É esta predileção que levou Carlos e Olavo a atacarem com fogo concentrado o ministro Carlos Alberto dos Santos Cruz, da Secretaria de Governo, sob a qual está a Secom. Foi executada uma operação típica de criação de fake news para atingir Santos Cruz: tiraram de contexto uma frase sensata do ministro sobre o uso das redes sociais por grupos ideologicamente extremados e espalharam que ele deseja censurá-las. Um despropósito.
Seria apenas mais uma manobra do grupo — já grave e deplorável — se o presidente Bolsonaro não reforçasse de forma enviesada a interpretação de que houve defesa de censura, afirmando — o que é bem-vindo — que, no seu governo, não haverá censura à qualquer mídia. Mas pareceu um aval à distorção da frase de Santos Cruz, que no domingo foi ao Alvorada conversar com o presidente
Na segunda, Bolsonaro, como tem feito, tentou minimizar o problema, mas, desta vez, a ação de Olavo — até já condecorado pelo presidente — e Carlos ultrapassou os limites. Santos Cruz, general da reserva, é mais um dos militares do governo, atacados pela milícia digital. Antes, já fora o próprio vice-presidente, Hamilton Mourão, outro general da reserva. Para agravar a crise, o ex-comandante do Exército Villas Bôas, hoje assessor especial do Gabinete de Segurança Institucional, divulgou nota sensata em favor da unidade do governo, sem deixar de identificar Olavo como “verdadeiro Trotski de direita”, um paralelo com o russo que defendia a revolução permanente.

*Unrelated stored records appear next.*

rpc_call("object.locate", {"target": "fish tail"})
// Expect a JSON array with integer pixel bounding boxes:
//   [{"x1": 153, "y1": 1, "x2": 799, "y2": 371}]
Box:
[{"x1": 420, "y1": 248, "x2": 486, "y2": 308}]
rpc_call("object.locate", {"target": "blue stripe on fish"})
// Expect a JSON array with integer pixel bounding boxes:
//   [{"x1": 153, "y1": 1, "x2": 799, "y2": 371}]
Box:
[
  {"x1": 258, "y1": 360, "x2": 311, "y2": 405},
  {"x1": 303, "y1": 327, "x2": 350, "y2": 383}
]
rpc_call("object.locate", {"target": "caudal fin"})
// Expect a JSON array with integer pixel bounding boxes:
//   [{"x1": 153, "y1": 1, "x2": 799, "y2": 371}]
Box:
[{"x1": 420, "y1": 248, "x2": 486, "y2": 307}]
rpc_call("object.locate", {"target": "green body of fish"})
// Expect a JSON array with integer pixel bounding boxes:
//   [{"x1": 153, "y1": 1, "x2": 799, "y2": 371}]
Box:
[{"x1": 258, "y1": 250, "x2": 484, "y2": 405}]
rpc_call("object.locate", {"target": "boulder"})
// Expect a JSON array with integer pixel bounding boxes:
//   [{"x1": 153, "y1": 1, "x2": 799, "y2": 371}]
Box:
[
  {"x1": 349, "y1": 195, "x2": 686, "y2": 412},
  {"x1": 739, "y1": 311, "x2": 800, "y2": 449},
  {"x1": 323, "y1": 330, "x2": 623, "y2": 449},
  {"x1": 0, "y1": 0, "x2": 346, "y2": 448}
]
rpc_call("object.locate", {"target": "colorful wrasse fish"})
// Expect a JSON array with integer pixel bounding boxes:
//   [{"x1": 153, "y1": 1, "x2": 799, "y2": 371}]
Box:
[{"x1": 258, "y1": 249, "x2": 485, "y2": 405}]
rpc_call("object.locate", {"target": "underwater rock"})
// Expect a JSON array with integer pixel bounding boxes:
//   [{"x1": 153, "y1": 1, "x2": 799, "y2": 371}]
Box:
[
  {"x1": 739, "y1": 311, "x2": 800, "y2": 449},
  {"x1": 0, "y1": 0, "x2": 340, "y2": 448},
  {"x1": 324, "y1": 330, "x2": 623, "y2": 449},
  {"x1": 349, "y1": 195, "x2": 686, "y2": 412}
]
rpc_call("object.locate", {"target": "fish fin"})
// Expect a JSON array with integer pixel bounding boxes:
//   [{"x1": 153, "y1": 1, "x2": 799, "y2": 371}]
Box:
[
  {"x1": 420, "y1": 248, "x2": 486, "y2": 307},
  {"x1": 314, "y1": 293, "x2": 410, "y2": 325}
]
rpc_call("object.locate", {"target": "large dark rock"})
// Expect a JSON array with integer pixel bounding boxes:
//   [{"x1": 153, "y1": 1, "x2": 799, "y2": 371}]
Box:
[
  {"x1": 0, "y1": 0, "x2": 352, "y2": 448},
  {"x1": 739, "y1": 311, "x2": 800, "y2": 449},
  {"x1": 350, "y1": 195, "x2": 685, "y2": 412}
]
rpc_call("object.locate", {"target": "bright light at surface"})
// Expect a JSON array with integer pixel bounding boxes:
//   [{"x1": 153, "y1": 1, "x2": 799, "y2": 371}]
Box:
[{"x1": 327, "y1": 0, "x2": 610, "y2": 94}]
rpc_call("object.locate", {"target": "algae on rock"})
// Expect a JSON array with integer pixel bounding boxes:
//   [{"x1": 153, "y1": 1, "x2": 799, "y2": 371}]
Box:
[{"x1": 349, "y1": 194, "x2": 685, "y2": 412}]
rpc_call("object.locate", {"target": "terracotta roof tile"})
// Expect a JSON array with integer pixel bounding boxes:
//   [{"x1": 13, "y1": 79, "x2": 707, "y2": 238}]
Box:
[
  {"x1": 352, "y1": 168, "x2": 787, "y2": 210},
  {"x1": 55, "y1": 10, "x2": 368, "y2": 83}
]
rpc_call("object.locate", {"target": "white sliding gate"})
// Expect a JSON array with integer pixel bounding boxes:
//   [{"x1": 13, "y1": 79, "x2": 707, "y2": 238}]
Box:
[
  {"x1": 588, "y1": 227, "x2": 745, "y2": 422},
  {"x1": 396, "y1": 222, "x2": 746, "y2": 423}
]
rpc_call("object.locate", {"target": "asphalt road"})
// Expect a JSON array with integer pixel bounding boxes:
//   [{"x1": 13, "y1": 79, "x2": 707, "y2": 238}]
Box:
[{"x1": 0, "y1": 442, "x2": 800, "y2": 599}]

Olavo, em resposta, cometeu ato de extrema deselegância e agressividade, para dizer o mínimo, tratando o ex-comandante do Exército como um “doente preso a uma cadeira de rodas” — Villas Bôas sofre de doença degenerativa.
Não é mais possível Bolsonaro continuar no jogo de tentar se manter distante de absurdos que partem da própria família, sem defender seus auxiliares. O presidente, na verdade, tem de estar na defesa do governo, por óbvio, e num momento grave em que assuntos de extrema relevância tramitam no Congresso, como a reforma da Previdência.
Bolsonaro sequer respondeu à nota ignóbil de Olavo na devida altura. E ainda elogiou o ideólogo, chamando-o de “ícone”, mesmo depois do ataque vil feito a Villas Bôas. Outra atitude reprovável. Bolsonaro precisa definir de que lado está.